After establishing the effects of aging on astrocytes, the researchers took another step — evaluating the potential therapeutic effects of a specially engineered protein.

“We found that by culturing aging astrocytes and those harboring the ALS mutation with a neuron-protective protein called GDNF, we could increase motor neuron survival. We already knew that GDNF was protective directly on motor neurons, but we believe this is the first time that the delivery of GDNF has been shown to have a direct beneficial effect on astrocytes, perhaps resetting their aging clock, which ultimately benefits neurons,” Svendsen said.

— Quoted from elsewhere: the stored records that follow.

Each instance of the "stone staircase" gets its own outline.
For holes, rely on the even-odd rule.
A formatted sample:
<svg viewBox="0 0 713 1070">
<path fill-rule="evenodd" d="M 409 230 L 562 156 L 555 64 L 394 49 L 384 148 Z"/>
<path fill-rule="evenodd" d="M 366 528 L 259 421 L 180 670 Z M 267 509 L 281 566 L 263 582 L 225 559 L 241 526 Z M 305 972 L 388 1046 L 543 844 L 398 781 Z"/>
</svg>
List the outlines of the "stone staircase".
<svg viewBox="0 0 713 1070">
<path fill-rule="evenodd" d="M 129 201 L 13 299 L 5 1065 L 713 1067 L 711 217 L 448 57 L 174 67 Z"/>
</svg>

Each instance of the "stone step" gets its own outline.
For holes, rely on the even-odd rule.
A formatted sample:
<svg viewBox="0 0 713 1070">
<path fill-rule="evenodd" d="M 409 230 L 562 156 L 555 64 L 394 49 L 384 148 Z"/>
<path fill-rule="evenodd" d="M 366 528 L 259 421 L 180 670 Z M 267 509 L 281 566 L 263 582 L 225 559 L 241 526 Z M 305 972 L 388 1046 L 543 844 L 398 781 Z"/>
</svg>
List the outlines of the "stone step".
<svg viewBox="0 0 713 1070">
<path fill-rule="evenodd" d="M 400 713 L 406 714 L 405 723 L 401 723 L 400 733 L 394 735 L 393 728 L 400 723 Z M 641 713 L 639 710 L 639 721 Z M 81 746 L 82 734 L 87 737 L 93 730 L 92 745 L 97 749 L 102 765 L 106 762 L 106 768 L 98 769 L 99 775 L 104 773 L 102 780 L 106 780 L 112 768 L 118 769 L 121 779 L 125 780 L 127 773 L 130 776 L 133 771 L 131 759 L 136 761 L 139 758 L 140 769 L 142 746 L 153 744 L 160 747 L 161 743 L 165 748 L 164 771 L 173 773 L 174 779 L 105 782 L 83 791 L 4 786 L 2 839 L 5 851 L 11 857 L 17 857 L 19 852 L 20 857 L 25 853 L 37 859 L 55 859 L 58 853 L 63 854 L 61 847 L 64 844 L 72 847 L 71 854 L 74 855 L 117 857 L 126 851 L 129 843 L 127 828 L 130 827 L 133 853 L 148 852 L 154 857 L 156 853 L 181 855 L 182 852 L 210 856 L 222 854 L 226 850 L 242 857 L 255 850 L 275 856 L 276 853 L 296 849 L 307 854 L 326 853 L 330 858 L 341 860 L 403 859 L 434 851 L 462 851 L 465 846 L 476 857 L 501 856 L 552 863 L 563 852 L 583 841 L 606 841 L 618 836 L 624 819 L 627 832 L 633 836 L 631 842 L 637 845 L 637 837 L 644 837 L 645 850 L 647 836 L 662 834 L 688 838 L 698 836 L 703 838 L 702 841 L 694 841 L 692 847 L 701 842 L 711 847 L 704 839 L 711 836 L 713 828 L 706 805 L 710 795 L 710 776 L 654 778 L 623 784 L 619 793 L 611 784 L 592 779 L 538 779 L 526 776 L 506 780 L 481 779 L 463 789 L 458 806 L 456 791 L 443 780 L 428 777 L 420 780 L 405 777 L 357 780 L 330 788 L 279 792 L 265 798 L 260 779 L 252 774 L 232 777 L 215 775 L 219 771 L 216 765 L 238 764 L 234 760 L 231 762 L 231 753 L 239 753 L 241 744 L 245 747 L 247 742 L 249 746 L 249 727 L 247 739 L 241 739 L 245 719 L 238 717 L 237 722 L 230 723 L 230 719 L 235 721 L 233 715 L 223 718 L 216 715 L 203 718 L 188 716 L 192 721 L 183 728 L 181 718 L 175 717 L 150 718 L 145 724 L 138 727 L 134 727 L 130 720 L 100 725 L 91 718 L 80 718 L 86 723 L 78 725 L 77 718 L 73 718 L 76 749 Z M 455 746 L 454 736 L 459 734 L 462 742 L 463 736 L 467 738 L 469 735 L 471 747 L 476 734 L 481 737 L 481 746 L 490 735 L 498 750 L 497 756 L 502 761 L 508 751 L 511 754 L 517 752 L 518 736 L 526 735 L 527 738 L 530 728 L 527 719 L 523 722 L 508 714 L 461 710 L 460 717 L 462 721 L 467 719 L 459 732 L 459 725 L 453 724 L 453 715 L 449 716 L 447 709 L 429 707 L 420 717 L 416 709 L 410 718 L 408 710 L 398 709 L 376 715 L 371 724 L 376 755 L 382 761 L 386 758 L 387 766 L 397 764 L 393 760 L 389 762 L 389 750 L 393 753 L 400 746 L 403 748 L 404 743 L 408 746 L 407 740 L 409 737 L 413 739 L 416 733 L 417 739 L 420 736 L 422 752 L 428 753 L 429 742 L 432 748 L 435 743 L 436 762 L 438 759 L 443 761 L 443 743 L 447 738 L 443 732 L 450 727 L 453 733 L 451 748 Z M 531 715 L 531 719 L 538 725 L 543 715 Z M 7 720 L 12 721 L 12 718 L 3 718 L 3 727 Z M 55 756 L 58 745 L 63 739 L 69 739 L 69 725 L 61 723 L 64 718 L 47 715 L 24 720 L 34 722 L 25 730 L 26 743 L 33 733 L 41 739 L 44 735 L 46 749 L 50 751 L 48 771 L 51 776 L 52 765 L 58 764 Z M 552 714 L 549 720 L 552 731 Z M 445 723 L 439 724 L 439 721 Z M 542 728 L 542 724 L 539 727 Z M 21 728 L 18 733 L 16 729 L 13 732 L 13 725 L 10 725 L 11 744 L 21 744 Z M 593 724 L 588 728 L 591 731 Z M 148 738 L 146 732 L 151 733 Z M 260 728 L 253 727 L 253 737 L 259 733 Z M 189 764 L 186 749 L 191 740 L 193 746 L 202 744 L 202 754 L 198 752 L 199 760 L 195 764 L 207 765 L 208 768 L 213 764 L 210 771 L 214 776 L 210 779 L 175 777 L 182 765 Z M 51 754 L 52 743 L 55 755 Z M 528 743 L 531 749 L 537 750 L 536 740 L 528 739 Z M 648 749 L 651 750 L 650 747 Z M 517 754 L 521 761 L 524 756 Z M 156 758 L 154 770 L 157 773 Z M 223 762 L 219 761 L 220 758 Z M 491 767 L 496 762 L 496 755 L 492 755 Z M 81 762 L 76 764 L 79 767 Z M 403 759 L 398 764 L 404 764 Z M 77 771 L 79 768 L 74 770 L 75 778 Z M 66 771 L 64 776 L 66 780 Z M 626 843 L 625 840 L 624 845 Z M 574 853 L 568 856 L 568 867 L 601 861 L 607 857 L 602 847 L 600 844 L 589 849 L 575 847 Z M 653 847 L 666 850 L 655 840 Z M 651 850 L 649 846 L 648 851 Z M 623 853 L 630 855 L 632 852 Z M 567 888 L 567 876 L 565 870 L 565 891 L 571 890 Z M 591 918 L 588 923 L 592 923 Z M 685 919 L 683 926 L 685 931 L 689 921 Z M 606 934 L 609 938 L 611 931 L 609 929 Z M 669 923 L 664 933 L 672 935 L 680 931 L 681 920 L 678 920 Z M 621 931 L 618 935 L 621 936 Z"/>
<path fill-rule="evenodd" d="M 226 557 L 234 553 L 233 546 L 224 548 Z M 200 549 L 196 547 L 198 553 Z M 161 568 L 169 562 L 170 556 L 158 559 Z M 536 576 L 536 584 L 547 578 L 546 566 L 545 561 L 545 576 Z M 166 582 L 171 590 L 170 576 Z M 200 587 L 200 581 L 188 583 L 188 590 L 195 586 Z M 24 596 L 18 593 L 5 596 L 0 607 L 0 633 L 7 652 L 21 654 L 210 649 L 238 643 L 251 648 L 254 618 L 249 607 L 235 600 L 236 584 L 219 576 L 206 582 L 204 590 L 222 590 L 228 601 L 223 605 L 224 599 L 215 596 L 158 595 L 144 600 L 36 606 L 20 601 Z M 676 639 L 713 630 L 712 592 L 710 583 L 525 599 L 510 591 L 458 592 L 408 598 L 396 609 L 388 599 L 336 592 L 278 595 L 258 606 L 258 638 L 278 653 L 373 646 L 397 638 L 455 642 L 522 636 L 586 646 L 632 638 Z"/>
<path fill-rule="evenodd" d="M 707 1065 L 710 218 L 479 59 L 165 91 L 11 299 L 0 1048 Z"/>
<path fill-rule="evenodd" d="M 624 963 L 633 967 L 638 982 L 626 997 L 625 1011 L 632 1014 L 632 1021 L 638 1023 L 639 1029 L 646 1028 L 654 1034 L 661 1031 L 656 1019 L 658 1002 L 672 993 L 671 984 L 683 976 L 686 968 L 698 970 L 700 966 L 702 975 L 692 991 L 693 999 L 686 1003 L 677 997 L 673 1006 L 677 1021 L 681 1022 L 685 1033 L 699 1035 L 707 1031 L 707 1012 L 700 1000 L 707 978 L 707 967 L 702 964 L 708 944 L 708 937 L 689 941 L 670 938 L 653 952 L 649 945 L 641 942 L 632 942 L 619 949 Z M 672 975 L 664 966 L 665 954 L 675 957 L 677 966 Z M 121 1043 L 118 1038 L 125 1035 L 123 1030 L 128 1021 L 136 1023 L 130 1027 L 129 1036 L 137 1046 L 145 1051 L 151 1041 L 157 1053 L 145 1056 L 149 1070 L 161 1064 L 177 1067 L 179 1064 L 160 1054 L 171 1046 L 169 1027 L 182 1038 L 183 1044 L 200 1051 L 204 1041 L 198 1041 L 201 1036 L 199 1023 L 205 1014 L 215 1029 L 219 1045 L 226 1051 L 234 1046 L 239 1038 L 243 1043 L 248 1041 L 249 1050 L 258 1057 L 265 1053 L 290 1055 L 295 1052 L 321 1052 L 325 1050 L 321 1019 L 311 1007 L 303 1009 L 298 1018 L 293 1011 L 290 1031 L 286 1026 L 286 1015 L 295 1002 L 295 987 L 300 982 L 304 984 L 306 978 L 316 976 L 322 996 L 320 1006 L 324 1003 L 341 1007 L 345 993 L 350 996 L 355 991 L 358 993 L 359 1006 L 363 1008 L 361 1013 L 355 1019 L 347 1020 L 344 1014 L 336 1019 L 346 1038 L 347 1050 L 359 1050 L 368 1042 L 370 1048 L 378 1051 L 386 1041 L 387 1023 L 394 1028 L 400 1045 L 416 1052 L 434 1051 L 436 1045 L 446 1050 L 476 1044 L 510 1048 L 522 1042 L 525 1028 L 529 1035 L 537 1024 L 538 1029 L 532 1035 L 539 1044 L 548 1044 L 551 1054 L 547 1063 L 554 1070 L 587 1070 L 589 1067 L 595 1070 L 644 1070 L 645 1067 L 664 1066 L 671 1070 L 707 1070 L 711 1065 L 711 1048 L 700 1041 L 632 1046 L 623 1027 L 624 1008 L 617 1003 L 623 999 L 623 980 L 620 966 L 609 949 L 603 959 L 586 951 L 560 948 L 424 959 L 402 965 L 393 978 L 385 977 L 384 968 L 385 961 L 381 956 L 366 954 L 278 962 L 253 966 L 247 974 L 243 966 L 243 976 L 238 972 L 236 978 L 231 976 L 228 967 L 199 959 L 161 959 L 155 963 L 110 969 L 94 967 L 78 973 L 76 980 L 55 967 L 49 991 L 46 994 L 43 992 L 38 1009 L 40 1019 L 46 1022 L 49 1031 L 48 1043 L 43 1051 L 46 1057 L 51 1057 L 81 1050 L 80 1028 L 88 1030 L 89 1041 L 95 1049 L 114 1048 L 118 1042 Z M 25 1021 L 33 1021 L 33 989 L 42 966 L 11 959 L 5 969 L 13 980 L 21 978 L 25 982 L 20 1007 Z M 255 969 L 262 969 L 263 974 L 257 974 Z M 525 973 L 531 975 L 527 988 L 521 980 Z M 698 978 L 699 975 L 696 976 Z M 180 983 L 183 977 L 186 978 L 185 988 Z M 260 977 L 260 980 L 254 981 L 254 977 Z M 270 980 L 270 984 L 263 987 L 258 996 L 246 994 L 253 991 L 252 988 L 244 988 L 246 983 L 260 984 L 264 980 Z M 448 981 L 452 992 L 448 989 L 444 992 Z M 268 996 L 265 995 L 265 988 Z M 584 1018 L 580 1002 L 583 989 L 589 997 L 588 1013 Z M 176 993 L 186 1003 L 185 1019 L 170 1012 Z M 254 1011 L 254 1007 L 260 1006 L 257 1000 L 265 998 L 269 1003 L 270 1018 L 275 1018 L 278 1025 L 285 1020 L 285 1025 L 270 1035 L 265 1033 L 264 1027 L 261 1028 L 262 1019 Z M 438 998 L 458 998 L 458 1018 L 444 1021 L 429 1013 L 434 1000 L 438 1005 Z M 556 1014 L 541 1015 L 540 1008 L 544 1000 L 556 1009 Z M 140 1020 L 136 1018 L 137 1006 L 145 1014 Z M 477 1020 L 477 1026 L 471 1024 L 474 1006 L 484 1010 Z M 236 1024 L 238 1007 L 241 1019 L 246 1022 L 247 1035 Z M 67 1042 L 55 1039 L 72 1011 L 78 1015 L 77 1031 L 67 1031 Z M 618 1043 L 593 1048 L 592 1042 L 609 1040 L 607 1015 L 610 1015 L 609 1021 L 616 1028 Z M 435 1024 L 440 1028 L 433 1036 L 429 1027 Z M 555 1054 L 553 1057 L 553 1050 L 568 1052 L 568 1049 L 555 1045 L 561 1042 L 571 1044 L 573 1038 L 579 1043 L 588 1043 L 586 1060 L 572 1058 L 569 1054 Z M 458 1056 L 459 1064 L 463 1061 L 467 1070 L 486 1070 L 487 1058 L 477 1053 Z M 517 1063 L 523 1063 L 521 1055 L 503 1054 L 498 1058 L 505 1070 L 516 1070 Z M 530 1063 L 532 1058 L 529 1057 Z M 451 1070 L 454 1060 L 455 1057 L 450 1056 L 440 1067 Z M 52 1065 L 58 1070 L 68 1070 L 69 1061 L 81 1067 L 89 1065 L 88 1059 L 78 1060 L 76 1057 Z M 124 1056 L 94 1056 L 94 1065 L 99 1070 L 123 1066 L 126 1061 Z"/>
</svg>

Svendsen and scientists in his laboratory have studied GDNF extensively, devising experimental methods to restore beneficial levels in the brain and spinal cord — where the disease originates — and in muscles, at the point where nerve fibers connect with muscle fibers to stimulate muscle action. Several large GDNF-related research projects taking shape at Cedars-Sinai are funded by the California Institute for Regenerative Medicine.

“Our major CIRM-funded programs, aimed at engineering young stem cell-derived astrocytes to secrete GDNF, then transplanting those cells back into patients, take on even greater importance, given this aging phenomenon,” said Svendsen, the Kerry and Simone Vickar Family Foundation Distinguished Chair in Regenerative Medicine.